Installation

Joe Bonomo

Installation

A large, well-lit, white-walled room.

You walk to a red line painted on the floor, which
tells you in its language "to stop."

An eight foot by eight foot wooden box, twelve inches
deep, sits in the center of the room.  

Gazing upward, you notice an enormous cut-out hole,
nearly the size of the ceiling itself.  Clouds drift,
far, far away.  A bright black bird darts by. 

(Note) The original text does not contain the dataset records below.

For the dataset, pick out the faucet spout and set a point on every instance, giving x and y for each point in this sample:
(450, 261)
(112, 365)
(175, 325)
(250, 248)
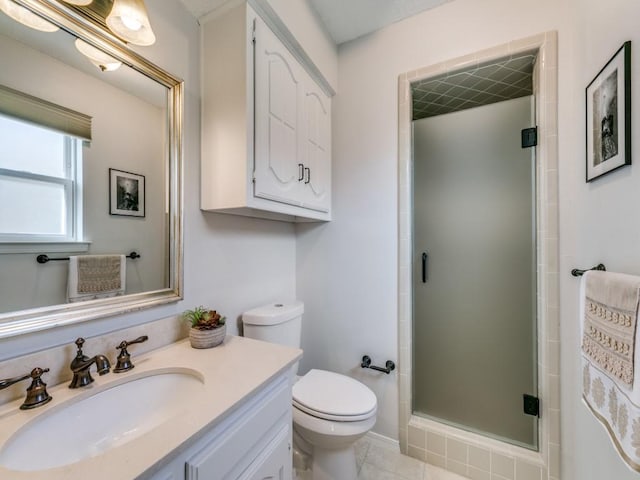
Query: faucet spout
(102, 365)
(80, 367)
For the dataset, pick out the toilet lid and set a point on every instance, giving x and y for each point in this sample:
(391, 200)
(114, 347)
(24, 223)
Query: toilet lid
(333, 396)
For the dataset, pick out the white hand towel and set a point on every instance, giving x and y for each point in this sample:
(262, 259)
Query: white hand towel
(610, 369)
(96, 276)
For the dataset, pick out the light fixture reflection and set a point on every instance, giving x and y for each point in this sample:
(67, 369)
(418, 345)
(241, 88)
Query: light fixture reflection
(129, 20)
(25, 17)
(80, 3)
(100, 59)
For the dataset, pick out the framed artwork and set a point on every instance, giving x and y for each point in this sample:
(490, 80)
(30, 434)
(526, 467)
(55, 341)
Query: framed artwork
(608, 99)
(126, 193)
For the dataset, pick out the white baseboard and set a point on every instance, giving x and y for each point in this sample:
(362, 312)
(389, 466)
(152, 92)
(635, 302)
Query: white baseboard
(383, 441)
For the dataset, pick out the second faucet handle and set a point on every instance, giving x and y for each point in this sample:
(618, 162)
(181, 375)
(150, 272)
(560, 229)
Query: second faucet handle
(124, 358)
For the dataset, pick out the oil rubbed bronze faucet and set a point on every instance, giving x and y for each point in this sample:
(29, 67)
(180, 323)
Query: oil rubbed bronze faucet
(123, 363)
(80, 367)
(36, 393)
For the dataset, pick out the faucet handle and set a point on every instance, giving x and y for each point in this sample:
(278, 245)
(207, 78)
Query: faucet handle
(37, 392)
(124, 358)
(80, 343)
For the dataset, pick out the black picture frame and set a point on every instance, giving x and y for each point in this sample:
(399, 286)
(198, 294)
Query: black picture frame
(608, 116)
(126, 193)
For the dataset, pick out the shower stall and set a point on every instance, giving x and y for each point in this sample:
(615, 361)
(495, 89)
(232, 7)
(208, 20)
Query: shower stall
(474, 270)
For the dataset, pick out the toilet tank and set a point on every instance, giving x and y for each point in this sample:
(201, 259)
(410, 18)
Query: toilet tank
(276, 323)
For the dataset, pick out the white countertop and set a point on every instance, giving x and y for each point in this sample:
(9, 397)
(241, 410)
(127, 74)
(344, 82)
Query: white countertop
(230, 373)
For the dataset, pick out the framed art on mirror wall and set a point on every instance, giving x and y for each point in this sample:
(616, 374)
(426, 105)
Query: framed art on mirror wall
(126, 193)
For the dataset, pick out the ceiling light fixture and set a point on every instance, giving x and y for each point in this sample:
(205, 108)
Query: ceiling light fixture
(129, 20)
(26, 17)
(104, 62)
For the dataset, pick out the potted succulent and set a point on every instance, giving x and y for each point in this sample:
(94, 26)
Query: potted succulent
(208, 327)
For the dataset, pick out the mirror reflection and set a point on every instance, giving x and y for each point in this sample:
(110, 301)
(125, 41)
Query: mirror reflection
(64, 193)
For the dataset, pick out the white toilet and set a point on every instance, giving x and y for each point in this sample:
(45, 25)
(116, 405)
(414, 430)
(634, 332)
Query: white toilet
(330, 411)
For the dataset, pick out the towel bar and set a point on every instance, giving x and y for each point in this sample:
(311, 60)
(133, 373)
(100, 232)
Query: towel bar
(389, 366)
(44, 258)
(577, 273)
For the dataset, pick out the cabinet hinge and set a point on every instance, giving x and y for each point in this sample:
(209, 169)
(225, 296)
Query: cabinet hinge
(531, 405)
(253, 32)
(529, 137)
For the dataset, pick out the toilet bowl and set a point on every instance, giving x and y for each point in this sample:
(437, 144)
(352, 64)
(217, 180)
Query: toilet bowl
(330, 411)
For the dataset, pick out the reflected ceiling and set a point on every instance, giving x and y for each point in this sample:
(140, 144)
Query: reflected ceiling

Fortunately, the weather is nice.  Since this
installation opened, the weather has been dry and
mild. 

The box is filled with eight inches of rich, dark
soil.  You reach your hand toward the soil.  Your hand
comes back wet.  The soil looks fecund, nearly
obscenely so. 

You peer into the box and notice three human-size
lumps.  These are human beings, you think, lying under
the soil.  You look closer, assume that the lumps are
static.  But you notice the figures--barely
perceptibly, as if in muted conversation--gesturing
toward each other.  One head nods gently toward
another head, as if in a dream a mouth moves.  The
soil, though moist, is caked tightly, securing the
figures snugly in a home of brown. 

You lean in.  The words...the words...are impossible.
The words are muffled (of course) but that is not the
problem.  You hear whole words, whole sentences, whole
exclamations.  Guttural sounds, lyric sounds, sounds
of crying and sounds of ardor coming from dark
currents in the soil. 

And if it were to rain?  To where would the
conversation be swept?

Above, the sun dips behind clouds and a brief shadow
of abeyance sweeps gracefully across the three
figures.  You stand and stare, listening to their
conversation, a conversation you swear later--tearing
the program into tiny strips--never occurred.  You exit
the installation.  You feel you have entered the
world. 

For days afterward, you speak in a strange tongue of
loam and beetle, darkness and cake, root and worm.


Installation

A large, well-lit, white-walled room.

You walk to a red line painted on the floor, which
tells you in its language "to stop." 

Two shiny discs hang suspended from the ceiling on
gray cords.  You approach the discs, noting with
pleasure that they are eye-level.  The room is quiet.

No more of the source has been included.